Assume there’s an ES cluster with SearchGuard initialized, where searchguard index exists.
During the time between when a node joins the cluster and when the node completes loading SearchGuard configurations, an ES node does not accept any indexing requests because the node is considered to be not initialized yet.

An client app receives the following error.

org.elasticsearch.transport.RemoteTransportException: [(host)][(address)][indices:data/write/bulk]
Caused by: org.elasticsearch.ElasticsearchSecurityException: Cannot authenticate null

The client app uses sniffing.

That error happens because BackendRegistry is not initialized.
https://github.com/floragunncom/search-guard/blob/es-6.6.2/src/main/java/com/floragunn/searchguard/transport/SearchGuardRequestHandler.java#L228

The error is transient, so retrying requests might work, but we might want to avoid the error if possible.

Questions

  • Can we make sure the node is initialized before the node joins the cluster (when searchguard index exists)?
  • Any idea how to avoid this transient error?

Version

Elasticsearch: 6.6.1
SearchGuard: 24.1

@cstaley any ideas regarding this issue?

I guess the only thing (beside retrying requests) is to use a loadbalancer which checks the health status of a node with our health check endpoint documented here Installation | Security for Elasticsearch | Search Guard (Or if not a loadbalancer maybe the client application can call the health check api on a regular basis)

I see. Good to know the health check endpoint.
We might be able to implement a custom sniffer to send requests to initialized nodes. It can be nice for SearchGuard library to provide the sniffer. :slight_smile:

If we retry requests, can we check whether the failures can be transient for this case?

What do you exactly mean with “can we check whether the failures can be transient for this case”?

What do you exactly mean with “can we check whether the failures can be transient for this case”?

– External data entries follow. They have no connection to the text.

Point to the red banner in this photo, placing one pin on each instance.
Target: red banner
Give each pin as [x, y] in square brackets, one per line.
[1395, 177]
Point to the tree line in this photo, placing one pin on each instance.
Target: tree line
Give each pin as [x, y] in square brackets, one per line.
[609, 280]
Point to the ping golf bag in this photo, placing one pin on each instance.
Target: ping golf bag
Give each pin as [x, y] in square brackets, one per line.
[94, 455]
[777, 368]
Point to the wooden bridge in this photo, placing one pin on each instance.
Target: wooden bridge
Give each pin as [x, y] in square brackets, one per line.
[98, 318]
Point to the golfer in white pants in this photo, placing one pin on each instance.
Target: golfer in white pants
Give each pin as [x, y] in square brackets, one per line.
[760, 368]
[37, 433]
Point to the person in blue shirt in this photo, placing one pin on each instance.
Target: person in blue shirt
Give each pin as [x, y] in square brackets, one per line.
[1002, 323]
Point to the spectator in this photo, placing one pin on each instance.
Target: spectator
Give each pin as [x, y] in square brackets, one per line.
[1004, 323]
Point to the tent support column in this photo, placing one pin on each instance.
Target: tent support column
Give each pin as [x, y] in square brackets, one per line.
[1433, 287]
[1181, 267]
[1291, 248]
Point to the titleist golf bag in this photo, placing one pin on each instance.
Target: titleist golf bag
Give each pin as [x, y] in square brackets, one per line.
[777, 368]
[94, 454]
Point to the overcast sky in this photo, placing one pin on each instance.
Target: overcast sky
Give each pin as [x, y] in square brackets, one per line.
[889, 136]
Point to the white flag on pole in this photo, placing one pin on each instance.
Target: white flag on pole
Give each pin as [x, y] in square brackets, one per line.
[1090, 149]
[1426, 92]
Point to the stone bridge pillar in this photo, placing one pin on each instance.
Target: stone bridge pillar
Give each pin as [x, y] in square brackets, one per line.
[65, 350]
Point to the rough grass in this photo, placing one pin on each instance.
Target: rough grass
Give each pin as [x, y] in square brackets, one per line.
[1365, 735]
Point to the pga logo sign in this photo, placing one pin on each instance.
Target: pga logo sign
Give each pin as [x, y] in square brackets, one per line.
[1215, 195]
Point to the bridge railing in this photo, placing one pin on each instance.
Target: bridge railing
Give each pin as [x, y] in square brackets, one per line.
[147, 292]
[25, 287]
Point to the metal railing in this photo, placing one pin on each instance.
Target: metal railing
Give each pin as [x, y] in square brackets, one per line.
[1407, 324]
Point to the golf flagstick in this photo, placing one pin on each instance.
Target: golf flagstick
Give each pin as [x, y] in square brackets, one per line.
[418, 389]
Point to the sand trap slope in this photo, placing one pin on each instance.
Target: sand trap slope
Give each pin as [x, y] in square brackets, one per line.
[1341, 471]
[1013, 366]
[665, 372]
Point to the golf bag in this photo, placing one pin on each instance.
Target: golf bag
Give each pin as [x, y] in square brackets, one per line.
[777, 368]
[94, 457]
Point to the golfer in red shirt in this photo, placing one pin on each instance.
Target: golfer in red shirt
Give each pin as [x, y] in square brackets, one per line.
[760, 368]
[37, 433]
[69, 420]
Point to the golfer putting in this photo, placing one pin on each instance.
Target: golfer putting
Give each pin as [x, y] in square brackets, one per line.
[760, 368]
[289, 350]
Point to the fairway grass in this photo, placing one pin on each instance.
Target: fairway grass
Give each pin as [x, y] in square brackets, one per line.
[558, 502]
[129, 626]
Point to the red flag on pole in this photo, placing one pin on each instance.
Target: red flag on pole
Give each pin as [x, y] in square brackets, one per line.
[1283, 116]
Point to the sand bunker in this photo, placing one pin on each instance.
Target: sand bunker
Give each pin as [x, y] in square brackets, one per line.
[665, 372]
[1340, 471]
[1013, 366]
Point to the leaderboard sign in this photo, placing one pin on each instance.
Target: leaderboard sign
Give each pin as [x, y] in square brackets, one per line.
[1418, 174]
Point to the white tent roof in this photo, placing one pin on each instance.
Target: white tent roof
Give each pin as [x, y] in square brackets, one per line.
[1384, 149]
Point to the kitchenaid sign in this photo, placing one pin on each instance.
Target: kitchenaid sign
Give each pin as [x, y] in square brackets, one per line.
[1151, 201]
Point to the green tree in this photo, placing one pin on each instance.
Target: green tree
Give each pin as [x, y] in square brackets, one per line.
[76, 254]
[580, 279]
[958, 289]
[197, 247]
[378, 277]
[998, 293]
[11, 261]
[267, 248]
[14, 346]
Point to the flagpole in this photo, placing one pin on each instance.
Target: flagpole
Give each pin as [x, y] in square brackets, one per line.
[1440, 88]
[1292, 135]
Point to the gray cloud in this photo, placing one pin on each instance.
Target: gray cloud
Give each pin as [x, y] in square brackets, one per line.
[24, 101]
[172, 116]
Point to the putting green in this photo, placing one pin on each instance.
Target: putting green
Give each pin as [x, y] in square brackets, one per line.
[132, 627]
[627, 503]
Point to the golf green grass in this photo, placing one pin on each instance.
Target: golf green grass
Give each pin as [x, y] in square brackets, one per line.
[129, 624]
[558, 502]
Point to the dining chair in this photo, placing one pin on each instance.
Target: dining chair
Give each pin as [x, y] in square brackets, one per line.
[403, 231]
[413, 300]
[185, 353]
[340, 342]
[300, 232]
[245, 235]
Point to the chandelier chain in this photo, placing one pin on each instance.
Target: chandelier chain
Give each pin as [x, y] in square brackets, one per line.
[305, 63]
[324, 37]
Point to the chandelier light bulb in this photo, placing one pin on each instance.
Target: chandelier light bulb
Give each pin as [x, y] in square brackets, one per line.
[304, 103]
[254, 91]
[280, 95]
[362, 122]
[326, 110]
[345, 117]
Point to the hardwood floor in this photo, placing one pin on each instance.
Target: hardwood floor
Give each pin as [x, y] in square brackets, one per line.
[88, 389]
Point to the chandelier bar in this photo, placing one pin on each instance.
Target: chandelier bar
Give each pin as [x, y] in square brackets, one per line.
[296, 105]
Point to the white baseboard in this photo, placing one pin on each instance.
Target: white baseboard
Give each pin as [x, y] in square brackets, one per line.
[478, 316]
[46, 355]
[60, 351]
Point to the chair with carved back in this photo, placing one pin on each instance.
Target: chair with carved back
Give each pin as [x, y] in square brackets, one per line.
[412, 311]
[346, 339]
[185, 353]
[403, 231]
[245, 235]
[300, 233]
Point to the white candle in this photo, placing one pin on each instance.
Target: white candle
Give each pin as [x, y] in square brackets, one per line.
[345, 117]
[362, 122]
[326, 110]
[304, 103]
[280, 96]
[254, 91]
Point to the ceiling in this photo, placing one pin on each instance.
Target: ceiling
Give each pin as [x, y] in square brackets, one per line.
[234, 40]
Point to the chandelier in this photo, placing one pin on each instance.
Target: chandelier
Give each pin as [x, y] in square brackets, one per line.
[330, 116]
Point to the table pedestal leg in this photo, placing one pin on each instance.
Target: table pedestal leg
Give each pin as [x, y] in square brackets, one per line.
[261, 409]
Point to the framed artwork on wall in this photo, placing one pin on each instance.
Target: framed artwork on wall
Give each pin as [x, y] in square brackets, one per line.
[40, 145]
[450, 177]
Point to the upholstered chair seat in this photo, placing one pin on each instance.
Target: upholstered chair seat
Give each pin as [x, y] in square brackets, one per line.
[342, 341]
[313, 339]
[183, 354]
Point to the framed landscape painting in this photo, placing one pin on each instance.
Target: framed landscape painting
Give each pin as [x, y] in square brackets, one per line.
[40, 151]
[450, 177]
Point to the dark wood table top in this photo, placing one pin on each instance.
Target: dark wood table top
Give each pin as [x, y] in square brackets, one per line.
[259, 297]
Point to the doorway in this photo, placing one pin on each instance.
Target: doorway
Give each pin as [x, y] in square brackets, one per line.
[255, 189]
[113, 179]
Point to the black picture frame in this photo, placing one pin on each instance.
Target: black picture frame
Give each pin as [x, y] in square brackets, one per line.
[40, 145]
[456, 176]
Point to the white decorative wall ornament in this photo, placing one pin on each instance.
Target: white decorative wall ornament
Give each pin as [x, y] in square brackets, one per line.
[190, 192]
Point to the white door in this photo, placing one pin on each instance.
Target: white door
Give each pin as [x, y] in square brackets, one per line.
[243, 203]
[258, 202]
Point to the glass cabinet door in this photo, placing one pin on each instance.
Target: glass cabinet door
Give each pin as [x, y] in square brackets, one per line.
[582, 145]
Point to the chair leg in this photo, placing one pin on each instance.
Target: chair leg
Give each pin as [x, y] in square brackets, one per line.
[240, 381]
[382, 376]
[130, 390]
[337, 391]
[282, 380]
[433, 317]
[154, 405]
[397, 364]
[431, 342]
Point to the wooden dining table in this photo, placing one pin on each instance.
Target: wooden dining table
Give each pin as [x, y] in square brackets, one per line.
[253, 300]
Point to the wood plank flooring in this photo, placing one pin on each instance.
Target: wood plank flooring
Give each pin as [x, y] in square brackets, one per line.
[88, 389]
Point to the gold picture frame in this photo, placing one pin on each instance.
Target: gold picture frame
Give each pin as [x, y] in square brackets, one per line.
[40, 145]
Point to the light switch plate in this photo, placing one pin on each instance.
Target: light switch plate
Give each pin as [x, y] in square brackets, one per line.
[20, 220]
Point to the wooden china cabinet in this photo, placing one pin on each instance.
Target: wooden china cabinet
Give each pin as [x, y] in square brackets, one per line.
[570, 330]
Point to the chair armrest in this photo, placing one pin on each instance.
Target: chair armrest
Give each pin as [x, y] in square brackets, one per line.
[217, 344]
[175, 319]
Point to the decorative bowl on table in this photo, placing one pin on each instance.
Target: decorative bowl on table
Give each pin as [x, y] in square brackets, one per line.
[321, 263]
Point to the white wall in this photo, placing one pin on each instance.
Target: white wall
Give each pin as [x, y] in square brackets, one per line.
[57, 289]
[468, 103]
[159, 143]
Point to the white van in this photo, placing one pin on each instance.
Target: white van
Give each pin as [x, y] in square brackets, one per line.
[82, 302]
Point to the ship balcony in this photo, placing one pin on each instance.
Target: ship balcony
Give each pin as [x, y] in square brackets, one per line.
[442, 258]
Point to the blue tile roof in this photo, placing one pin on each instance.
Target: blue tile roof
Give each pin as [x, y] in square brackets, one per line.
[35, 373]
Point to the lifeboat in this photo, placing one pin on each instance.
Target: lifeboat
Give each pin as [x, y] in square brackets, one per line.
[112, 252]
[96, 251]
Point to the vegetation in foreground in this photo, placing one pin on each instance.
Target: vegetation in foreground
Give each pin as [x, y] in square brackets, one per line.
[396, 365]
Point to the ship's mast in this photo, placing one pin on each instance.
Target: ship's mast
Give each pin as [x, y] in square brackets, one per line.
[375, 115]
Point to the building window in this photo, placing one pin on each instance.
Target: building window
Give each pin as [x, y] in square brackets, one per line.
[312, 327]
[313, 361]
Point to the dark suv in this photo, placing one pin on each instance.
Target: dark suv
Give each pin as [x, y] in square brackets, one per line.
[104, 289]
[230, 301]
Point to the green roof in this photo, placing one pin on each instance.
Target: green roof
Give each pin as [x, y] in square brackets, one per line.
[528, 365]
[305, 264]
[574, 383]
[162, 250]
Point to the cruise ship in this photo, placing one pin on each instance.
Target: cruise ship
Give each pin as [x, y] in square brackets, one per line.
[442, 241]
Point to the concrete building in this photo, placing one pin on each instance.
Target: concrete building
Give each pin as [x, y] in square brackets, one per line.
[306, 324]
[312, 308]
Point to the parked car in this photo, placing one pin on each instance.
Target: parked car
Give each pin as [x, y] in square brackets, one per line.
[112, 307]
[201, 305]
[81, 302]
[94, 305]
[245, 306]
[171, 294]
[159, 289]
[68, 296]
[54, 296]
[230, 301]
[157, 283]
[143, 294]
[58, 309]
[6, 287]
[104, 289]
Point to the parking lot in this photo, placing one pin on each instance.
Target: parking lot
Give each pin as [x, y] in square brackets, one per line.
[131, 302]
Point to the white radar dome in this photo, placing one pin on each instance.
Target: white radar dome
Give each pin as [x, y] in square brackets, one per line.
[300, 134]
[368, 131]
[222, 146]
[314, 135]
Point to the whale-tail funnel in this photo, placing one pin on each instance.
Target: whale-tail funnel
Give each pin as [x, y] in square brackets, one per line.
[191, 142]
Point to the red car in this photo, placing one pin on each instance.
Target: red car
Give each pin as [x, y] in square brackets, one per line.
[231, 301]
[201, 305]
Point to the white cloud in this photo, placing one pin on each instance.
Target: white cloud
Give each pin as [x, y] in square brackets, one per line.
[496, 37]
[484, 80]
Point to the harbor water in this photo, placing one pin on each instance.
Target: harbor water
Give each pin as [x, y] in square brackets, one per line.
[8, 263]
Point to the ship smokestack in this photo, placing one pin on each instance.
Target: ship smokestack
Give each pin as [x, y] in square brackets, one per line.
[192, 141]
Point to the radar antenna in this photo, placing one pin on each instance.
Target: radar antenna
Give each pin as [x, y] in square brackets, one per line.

I thought it can be nice if a client can determine whether a failure can be resolved by retrying requests.
For example, an Exception class might have a flag or code that indicates whether retrying might help or not.
If a failure happens because SG is not initialized, clients might choose to retry requests until it’s initialized.
If a failure happens due to insufficient privilege, clients might choose to stop sending requests.

This topic was automatically closed 21 days after the last reply. New replies are no longer allowed.